Rules-Based and Probabilistic Entity Resolution
By Robert Barker, Infoglide Senior VP and Chief Marketing Officer
If you’ve followed recent developments in the entity resolution market, including the recent re-positioning of existing vendors like Netrics and Initiate Systems, you may have heard discussion about the relative merits of rules-based entity resolution using attribute-specific analytics versus probabilistic entity resolution that uses mathematical analytics exclusively. Facts can get distorted in the heat of discussion, so let’s examine a few of the arguments and then look at the facts:
- Rules-based systems can only yield binary answers; i.e. they require that attributes either match exactly or not.

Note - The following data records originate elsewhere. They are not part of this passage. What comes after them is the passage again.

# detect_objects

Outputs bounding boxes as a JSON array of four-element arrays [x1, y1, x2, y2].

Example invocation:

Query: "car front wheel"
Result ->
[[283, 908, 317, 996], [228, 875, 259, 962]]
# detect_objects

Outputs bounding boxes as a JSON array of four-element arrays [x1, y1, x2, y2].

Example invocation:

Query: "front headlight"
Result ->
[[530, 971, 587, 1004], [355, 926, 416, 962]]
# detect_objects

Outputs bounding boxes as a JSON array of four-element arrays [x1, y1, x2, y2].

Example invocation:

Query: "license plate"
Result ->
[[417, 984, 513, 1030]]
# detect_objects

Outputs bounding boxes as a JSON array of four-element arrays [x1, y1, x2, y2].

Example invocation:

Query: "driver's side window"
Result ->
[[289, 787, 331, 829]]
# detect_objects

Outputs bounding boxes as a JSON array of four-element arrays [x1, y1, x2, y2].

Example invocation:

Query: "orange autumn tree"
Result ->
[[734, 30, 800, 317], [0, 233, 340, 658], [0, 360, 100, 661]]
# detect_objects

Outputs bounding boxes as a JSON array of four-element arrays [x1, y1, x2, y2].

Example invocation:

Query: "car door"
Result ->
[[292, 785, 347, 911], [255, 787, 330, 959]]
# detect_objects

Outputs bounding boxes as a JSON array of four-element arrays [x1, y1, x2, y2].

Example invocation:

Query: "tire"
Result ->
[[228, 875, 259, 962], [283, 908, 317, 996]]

- Rules-based systems demand that all data sources be centralized and rationalized.
- Probabilistic-only entity resolution systems enable decision-making based on relative likelihood, while rules-based systems do not.
FACT: The best systems use the best of rules and similarity searching technology, enabling them to compute the distance between attributes and make complex decisions based on those calculations. These hybrid solutions can actually run more efficiently while providing better results.
FACT: Flexible systems do not require data sources to be centralized, warehoused, or have conforming schemas.
FACT: It’s possible to combine the best of rules and probability to create effective identity resolution solutions that make decisions based on relative likelihood.
“One size fits all” doesn’t work well in many domains, and it unnecessarily constrains the development of entity resolution solutions. For example, suppose your solution needs to include automobile license plate numbers as one attribute to help resolve entities. Mathematical probability won’t detect that “13” is similar to “B” while an attribute-specific analytic quickly makes the connection.
So what’s the takeaway? Be skeptical when you hear that rules and probability don’t mix. More importantly, question why you have to choose one or the other when you could have both.